学生バイトだし、電話をかけてきただけマシ。とはいえ、急に辞められるのはとても困る。既に出勤途中だった私は店舗のある場所まで、いつもと違う電車に乗ることとなった。

その電車は乗車率180%が当たり前の近郊列車で、残暑の最中の汗臭い人の波に押しつぶされながら乗り、次に乗り換えたのは痴漢で有名な電車だった。

しかも、慌てて乗り換えたため女性専用車両にはのれず…見事なほど男性に囲まれた私は案の定、痴漢に遭遇した。

気持ちの悪い手のひらの熱、腰に押し付けられる体温より高いもの。

いやな汗がぶわりと浮かぶ、レースワンピースの小さな花柄の隙間から、肩に暖かな息が掛かるのが気持ち悪い。

『やめてください』って言わないと、そう思っていても声か喉に張り付いたように出なかった。

電車が揺れ、痴漢に押し潰されるようにのし掛かられ、私はぎゅっと目を閉じた。


その瞬間、ふわりと体が浮いた。


そして、電車の走行音と満員電車の圧力が消えて…開いた目の前には見知らぬ男性がいた。


その顔は正に苦虫を噛み潰したような顔。

けれど、そんな顔なのになぜか胸が高鳴った。


「こんな汚れた女が私のつがいだと言うのか穢らわしい」


その人の口から溢れる怒りの気配を纏った辛辣すぎる言葉にの数々に、私は固まるしかなかった。


「しかもこの臭いは、人族の娼婦か、ここまで多くの欲望にまみれた穢れた匂いを纏うとは正気とは思えんな、臭すぎて吐き気がする。こんな穢れの塊が私に相応しいと?」


忌々しいと唾棄するように私を見下す怒りに染まった瞳。


衝撃的過ぎて何を言われているのかほとんどわからなかった、解らなかったけれど、心底貶されているのだけはわかった。


「な、に?」


25年生きてきて、こんなに貶されることなんてなかったから、あまりの事態に頭が働かない。

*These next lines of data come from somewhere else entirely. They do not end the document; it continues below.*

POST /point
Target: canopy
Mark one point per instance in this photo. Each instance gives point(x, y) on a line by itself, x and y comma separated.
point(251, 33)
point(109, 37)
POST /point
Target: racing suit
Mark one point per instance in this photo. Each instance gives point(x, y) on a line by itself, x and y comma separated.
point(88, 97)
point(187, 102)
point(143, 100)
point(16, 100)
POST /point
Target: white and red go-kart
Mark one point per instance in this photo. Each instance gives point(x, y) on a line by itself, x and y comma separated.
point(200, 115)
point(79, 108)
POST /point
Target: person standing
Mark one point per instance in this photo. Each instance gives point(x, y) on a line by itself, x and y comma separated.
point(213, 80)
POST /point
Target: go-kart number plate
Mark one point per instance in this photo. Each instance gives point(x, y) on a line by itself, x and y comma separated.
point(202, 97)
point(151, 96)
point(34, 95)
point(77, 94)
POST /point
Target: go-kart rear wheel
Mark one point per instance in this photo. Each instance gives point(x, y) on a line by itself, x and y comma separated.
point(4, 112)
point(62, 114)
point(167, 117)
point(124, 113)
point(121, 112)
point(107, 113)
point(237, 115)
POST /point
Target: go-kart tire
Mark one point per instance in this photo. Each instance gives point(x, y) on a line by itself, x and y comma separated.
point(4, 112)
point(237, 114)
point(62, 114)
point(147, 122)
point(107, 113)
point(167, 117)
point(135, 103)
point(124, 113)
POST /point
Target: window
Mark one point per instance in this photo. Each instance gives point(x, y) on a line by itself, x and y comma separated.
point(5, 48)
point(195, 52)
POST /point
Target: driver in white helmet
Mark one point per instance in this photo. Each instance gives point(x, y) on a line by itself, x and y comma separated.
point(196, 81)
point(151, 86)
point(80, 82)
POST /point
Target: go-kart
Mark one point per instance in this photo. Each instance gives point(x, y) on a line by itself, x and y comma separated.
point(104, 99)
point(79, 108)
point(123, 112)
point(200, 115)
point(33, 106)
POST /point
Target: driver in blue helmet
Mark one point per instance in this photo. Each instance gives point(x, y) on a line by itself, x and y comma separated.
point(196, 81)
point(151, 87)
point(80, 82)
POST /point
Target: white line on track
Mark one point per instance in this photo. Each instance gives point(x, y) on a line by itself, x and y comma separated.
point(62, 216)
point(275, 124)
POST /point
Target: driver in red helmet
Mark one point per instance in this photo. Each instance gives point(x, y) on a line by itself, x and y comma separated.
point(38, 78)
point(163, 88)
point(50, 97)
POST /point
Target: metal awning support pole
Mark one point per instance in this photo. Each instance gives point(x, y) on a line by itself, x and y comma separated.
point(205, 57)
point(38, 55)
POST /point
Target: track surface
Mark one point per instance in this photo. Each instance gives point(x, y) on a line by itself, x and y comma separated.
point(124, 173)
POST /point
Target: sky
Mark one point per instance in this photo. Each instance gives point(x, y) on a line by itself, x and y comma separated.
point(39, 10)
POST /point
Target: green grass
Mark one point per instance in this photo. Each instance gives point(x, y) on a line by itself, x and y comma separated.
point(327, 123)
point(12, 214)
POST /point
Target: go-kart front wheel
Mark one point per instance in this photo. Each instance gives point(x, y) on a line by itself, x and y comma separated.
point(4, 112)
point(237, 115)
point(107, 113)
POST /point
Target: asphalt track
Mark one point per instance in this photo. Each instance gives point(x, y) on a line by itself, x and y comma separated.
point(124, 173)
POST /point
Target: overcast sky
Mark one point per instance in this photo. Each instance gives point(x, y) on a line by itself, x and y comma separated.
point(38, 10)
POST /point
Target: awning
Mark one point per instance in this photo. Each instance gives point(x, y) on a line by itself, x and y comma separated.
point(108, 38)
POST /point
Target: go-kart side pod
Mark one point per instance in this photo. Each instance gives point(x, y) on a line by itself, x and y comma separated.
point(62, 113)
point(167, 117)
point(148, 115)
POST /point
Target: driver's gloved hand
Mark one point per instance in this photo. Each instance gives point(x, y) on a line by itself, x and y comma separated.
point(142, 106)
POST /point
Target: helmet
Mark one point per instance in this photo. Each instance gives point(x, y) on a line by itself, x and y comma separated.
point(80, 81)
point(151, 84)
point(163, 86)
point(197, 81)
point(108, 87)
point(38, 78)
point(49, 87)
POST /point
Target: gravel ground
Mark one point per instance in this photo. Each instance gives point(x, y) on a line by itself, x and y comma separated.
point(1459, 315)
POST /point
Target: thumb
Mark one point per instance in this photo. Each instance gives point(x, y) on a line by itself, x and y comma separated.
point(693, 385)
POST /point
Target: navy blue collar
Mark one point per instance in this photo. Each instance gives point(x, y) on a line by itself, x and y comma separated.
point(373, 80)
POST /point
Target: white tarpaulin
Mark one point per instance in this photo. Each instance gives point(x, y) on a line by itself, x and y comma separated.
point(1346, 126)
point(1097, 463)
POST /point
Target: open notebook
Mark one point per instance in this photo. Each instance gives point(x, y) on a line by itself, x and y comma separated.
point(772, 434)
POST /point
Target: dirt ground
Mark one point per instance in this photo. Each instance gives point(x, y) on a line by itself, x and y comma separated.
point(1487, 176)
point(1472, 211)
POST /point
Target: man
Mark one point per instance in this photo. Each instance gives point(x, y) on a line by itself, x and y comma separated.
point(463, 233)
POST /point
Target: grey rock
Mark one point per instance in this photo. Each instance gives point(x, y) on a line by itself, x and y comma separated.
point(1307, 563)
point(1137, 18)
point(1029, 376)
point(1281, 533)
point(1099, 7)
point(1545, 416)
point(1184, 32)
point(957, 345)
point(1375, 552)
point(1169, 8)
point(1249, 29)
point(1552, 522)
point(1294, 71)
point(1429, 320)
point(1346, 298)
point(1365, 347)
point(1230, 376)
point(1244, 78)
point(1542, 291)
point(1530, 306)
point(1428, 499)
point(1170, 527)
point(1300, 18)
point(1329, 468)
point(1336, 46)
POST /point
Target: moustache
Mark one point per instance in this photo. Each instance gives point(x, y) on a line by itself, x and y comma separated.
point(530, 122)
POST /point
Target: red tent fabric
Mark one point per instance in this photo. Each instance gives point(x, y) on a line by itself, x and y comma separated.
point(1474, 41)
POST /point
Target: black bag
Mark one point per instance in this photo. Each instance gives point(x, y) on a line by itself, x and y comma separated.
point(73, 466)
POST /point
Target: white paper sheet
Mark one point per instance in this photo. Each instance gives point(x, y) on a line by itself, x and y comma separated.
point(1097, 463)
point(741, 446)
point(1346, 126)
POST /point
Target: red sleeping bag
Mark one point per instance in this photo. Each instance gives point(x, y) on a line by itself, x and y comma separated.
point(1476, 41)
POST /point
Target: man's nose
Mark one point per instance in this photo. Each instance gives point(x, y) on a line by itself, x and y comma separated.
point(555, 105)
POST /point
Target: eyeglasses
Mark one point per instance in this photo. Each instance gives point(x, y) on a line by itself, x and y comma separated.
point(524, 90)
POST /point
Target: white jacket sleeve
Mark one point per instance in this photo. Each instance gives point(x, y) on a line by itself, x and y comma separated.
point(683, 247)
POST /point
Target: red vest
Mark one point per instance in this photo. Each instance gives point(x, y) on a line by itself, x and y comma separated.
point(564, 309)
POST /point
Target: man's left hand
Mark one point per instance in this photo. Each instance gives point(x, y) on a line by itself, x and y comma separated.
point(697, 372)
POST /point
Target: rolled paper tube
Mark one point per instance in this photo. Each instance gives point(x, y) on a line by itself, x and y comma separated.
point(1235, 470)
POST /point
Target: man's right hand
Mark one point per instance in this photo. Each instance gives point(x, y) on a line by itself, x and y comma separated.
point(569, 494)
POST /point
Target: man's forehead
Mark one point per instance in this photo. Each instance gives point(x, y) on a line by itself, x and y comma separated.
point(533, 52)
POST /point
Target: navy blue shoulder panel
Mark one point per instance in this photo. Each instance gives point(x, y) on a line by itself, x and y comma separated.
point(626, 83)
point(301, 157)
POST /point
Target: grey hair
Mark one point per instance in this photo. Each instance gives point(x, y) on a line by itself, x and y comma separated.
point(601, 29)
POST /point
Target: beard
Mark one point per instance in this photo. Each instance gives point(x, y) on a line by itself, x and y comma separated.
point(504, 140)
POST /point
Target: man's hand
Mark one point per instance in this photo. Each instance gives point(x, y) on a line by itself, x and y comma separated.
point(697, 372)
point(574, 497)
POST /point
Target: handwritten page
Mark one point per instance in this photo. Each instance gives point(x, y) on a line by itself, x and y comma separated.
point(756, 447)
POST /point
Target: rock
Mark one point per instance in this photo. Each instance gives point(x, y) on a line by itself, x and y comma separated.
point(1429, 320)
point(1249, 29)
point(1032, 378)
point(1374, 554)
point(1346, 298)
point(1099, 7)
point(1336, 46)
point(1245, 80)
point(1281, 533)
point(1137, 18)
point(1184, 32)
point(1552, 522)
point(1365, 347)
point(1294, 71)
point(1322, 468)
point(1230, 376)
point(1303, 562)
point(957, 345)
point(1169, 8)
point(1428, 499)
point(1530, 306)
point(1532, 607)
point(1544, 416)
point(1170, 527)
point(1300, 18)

「喋るな女、貴様のような穢れた女の声など聞きたくない。お前のような女の声など聞いたら耳が腐るわ!そのような、淫らな服装で数多の男に体を赦すなど…」


そこで男はギリギリと歯軋りをし…


ガオォッ!!!


と吠えた。

すさまじい音量にビリビリとあたりが震えた。

その声は動物園で聞いた肉食獣の…ライオンの声に酷似していた。



そして、この日、この時から私の異世界生活は始まった。




私はあのライオンのような男が去ったあと、あれだけ貶された割には、普通のごく普通の部屋が与えられた。

独り暮らし用の1Kアパートと同じか少し狭いくらいの普通の部屋。おそらく使用人の部屋だと思われる。ここがお城だと考えると…かなり下の方の使用人部屋かもしれないけれど。



私をこの世界に召喚した人は魔術師のアアカさん。アアカさんも布で鼻を押さえながら私と話していた。


そんなに臭いのか…?自分の臭いはよくわからないけれど…あの人も臭い臭いと言っていた。

あまりにも臭すぎるということでお風呂に押し込まれた。

お風呂っていうかぬるい水風呂だったけれど。そんなに臭っているとか凹む。見知らぬ人に頭ごなしに貶されてムカッ腹も立つけれど…それよりまずは臭いと言われている臭いを消したかった。


お風呂で赤くなるほど擦ってから出てくる。

用意された服はずるりとした長い服だった。

モンゴルの民族衣装みたい。腰に巻くベルトみたいなもので長さを調節した。生地は少しふかふかしている。

初秋の日本とは違い肌寒かったのでとても助かった。


風呂から出た私をくん、と嗅いでアアカさんはおや?という顔をした。

「あれだけの臭い、あと数日はとれないかと思いましたが…流石はプロですね、お仕事にかける姿勢は素晴らしい。その仕事はどうかとは思いますが…」

そういってまた鼻を押さえた。

そもそも何だプロって、あのライオン男が言ってた言葉をまとめると多分、水商売と勘違いされてるわけよね。それにしたって酷過ぎる貶され様だったけれど。男の夢を叶えるキレイなお姉さん達に謝れ。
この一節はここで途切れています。